Advogado que cobrava até R$ 300 mil com promessa de influenciar decisões é condenado
Segundo sentença, advogado usava cargo para repassar informações e favorecer facção.
O advogado Pauly Ramiro Ferrari Dorado foi condenado, nesta quinta-feira (9), a 26 anos de prisão em regime fechado pela Justiça de Mato Grosso por envolvimento com organização criminosa, após investigação que apontou sua atuação direta em atividades ligadas à facção Comando Vermelho no estado.

A decisão é do juiz Anderson Clayton Dias Batista, da 5ª Vara Criminal de Sinop, e integra um processo que apurou a participação do advogado em uma série de crimes, incluindo integração em organização criminosa, associação para o tráfico de drogas, comércio ilegal de armas, extorsão, falsidade ideológica e tráfico de influência.

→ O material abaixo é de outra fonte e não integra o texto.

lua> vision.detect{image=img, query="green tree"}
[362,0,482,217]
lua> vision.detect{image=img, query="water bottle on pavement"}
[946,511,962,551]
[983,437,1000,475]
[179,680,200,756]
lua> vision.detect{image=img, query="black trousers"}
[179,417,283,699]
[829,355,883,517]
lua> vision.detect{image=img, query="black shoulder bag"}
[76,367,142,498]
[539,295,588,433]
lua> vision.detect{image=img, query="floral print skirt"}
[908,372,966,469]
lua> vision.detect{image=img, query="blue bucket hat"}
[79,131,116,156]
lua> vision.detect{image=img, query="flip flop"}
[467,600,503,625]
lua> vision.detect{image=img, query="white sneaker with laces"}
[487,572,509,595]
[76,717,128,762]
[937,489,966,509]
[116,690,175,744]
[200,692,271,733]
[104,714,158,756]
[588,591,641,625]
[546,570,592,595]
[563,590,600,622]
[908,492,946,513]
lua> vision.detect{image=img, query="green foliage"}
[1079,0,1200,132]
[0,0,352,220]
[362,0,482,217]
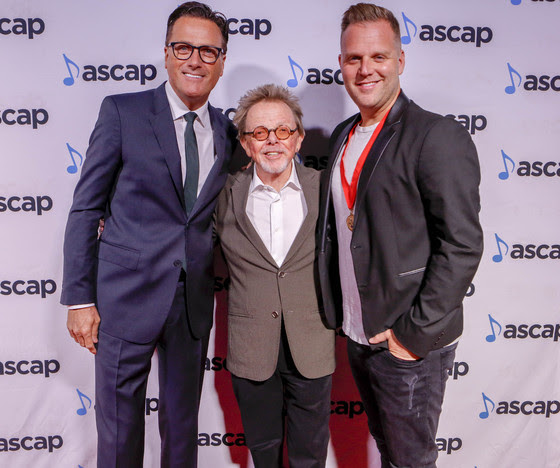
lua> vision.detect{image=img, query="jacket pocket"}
[97,240,140,270]
[397,267,426,278]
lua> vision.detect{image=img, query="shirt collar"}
[165,81,210,128]
[249,159,303,193]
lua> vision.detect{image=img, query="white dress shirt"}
[331,124,377,345]
[165,81,216,194]
[245,161,307,267]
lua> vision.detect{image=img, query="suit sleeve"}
[60,97,122,305]
[393,119,482,356]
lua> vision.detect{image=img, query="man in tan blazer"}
[216,85,335,468]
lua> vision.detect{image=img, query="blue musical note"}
[76,389,91,416]
[498,150,515,180]
[62,54,80,86]
[286,55,303,88]
[401,13,418,44]
[492,233,509,263]
[505,62,523,94]
[66,143,84,174]
[478,392,496,419]
[486,314,502,343]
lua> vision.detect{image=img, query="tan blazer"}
[216,164,335,381]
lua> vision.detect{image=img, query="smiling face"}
[165,16,225,111]
[338,20,404,126]
[241,101,303,190]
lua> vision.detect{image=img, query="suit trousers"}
[347,338,457,468]
[95,281,208,468]
[232,325,332,468]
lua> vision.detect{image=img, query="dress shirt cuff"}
[68,302,95,310]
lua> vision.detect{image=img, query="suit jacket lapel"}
[231,168,278,269]
[354,92,409,221]
[282,163,319,266]
[190,105,229,218]
[150,83,185,208]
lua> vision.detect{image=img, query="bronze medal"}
[346,212,354,231]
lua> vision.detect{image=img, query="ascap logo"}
[436,437,463,455]
[401,13,494,47]
[0,195,53,216]
[0,359,60,379]
[492,234,560,263]
[227,18,272,41]
[446,114,488,135]
[286,55,344,88]
[478,392,560,419]
[0,109,49,130]
[486,314,560,343]
[498,150,560,180]
[331,400,365,419]
[0,279,56,299]
[0,18,45,39]
[198,432,247,447]
[504,62,560,94]
[62,54,157,86]
[0,435,64,453]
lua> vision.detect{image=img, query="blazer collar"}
[327,90,410,224]
[150,83,185,208]
[150,83,228,217]
[231,163,319,270]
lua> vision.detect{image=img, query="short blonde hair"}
[233,84,305,139]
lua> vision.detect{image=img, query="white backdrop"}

De acordo com a decisão, Pauly teria ultrapassado os limites legais da profissão ao atuar como uma espécie de elo entre integrantes da facção, utilizando suas prerrogativas como advogado para favorecer atividades criminosas.

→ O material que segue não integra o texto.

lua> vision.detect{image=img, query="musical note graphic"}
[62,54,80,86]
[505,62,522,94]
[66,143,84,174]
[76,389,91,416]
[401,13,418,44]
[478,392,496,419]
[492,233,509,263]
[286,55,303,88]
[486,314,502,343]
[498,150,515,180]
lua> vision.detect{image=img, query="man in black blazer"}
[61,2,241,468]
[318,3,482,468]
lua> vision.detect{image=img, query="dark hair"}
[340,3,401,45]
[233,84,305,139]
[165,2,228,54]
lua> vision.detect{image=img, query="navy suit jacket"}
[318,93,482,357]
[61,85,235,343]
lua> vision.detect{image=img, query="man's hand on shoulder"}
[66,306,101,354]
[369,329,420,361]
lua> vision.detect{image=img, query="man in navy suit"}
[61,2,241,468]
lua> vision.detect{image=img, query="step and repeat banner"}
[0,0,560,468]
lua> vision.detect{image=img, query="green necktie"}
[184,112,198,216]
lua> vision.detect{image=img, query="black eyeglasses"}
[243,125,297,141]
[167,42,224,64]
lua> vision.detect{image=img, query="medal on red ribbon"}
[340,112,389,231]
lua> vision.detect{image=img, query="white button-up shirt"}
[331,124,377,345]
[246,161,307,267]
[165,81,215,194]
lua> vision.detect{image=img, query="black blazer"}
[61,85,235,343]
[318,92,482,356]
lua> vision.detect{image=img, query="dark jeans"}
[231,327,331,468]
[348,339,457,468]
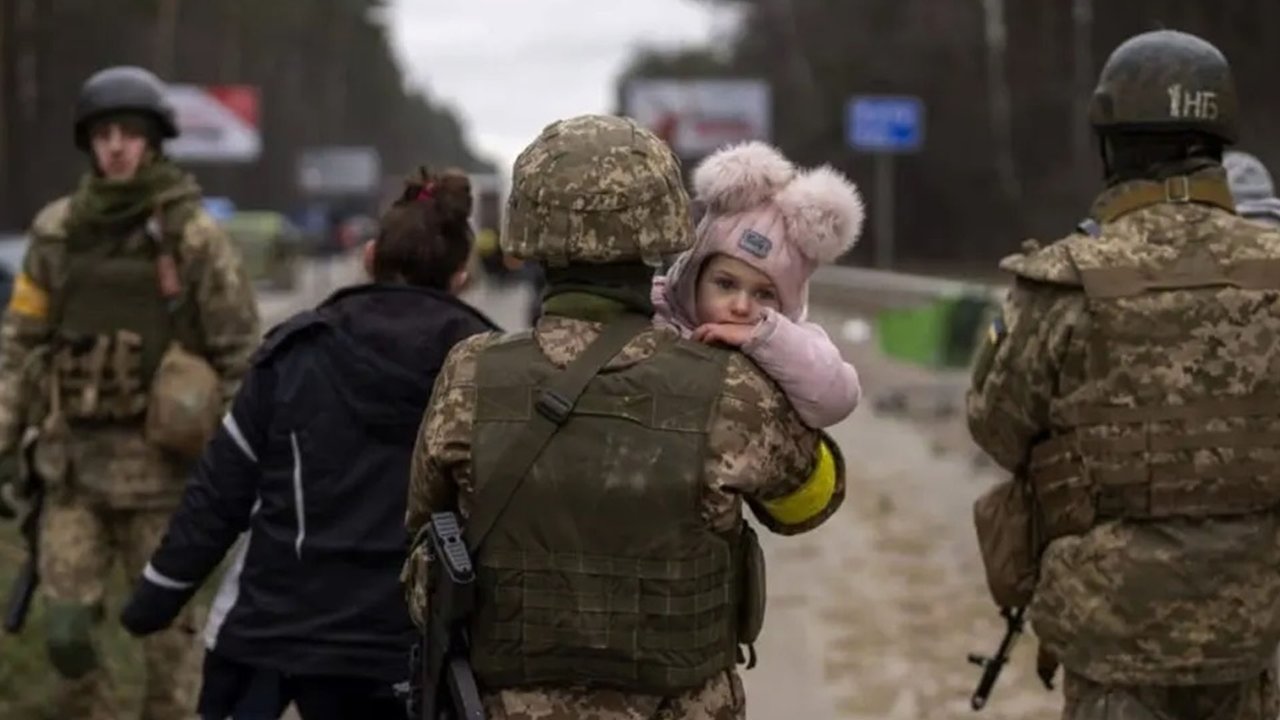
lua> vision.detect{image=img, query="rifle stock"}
[410,512,484,720]
[969,607,1027,710]
[4,442,45,634]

? O que apontam as investigações
- ➤ Intermediava informações entre presos e membros da facção;
- ➤ Auxiliava na recuperação de drogas e dinheiro do tráfico;
- ➤ Realizava consultas em sistemas judiciais para embasar decisões do “tribunal do crime”;
- ➤ Servia como porta-voz de integrantes da organização.
Em um dos casos, o advogado teria sido acionado por membros da facção para verificar antecedentes de uma pessoa sequestrada, com o objetivo de decidir sobre sua possível execução.

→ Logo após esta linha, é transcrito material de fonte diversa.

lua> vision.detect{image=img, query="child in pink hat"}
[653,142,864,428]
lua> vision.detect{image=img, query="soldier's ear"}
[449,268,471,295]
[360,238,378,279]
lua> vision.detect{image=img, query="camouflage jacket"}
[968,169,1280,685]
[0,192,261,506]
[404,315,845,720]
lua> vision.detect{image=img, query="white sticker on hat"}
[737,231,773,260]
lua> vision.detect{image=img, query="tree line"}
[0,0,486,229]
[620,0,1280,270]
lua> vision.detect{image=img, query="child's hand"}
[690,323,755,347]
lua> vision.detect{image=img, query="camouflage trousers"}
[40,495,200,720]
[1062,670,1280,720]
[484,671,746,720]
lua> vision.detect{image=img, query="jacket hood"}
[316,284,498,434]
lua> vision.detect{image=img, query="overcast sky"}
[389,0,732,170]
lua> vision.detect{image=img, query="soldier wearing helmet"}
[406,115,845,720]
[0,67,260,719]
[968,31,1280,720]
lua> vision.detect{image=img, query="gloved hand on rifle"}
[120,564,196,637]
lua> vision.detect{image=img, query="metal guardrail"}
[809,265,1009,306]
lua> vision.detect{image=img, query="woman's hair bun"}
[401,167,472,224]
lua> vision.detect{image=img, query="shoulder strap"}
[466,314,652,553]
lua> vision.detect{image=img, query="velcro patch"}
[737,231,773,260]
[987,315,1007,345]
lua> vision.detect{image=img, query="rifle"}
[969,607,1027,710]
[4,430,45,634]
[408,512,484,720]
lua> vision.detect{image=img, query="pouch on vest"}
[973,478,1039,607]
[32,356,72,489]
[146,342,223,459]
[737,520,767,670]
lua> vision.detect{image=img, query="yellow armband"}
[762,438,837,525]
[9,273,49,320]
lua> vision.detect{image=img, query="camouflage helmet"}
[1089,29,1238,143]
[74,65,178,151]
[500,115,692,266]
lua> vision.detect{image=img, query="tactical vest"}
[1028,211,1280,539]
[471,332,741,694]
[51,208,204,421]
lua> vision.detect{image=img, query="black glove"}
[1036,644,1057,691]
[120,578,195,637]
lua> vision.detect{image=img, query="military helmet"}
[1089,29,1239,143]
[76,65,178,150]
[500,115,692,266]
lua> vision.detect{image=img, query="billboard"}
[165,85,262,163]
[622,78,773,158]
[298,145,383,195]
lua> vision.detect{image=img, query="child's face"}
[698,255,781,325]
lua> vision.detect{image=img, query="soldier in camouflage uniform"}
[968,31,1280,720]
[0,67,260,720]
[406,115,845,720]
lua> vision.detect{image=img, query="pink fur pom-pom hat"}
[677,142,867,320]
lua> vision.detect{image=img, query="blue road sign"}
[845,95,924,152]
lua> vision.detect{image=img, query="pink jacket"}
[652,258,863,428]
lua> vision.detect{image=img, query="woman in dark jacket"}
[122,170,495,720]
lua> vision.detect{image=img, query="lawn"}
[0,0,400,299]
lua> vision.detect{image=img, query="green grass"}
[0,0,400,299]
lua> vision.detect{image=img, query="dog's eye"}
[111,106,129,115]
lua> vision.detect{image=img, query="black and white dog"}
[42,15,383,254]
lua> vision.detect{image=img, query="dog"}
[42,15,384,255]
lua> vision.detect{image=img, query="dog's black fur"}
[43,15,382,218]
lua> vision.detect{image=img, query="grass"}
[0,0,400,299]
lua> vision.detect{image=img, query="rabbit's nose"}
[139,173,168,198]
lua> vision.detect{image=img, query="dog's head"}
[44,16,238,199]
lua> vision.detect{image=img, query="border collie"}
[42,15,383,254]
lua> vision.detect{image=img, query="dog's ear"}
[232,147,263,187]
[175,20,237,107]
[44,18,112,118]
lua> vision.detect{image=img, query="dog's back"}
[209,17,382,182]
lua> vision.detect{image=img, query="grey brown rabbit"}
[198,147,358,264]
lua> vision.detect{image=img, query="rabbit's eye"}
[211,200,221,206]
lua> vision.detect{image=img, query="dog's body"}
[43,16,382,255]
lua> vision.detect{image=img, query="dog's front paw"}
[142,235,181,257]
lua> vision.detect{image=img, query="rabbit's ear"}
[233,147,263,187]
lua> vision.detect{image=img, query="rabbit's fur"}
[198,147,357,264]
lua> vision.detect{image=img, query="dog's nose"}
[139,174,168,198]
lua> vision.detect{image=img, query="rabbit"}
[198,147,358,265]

A sentença também descreve a participação do advogado em um esquema de extorsão. Segundo os autos, ele teria intermediado a devolução de uma caminhonete roubada mediante pagamento de R$ 30 mil, valor exigido sob ameaça.
Do total, parte do dinheiro teria ficado com o próprio advogado como “intermediação”. Além disso, o documento aponta que ele solicitava valores sob promessa de influenciar decisões judiciais, chegando a cobrar quantias que variavam de R$ 10 mil a R$ 300 mil para suposta liberação de presos.
Ligação com facção criminosa
A Justiça entendeu que há provas de que o advogado integrava a facção, inclusive realizando pagamentos periódicos para manutenção da organização e se identificando como membro do grupo.
Conversas analisadas durante a investigação indicam que ele mantinha contato frequente com outros integrantes e participava ativamente da estrutura criminosa em cidades como Apiacás, Alta Floresta e Lucas do Rio Verde.
Fuga de presídio
Pauly Ramiro Ferrari Dorado e outros dois advogados foram transferidos para a Penitenciária da Mata Grande, em Rondonópolis, após tentarem fugir do Centro de Ressocialização Ahmenon Lemos Dantas, em Várzea Grande.
Segundo a Sejus, um policial que fazia a vigilância na torre ouviu barulhos suspeitos vindos da sala de Estado-Maior por volta de 1h do dia 5 de novembro de 2025. A equipe de plantão foi acionada para verificar a movimentação e constatou que o ferrolho da grade do banho de sol havia sido danificado, indicando o início de uma tentativa de fuga.
Equipes de apoio da Polícia Penal e da Polícia Militar foram chamadas para reforçar a segurança. No momento da revista, um dos detentos tentou avançar contra um policial, ameaçando as equipes que faziam a contenção.
Durante a inspeção, foram encontrados materiais ilícitos e evidências que comprovam a tentativa de fuga. Após passarem por exame de corpo de delito no Instituto Médico Legal (IML) de Cuiabá, os suspeitos foram apresentados em audiência de custódia, onde foi determinada a transferência.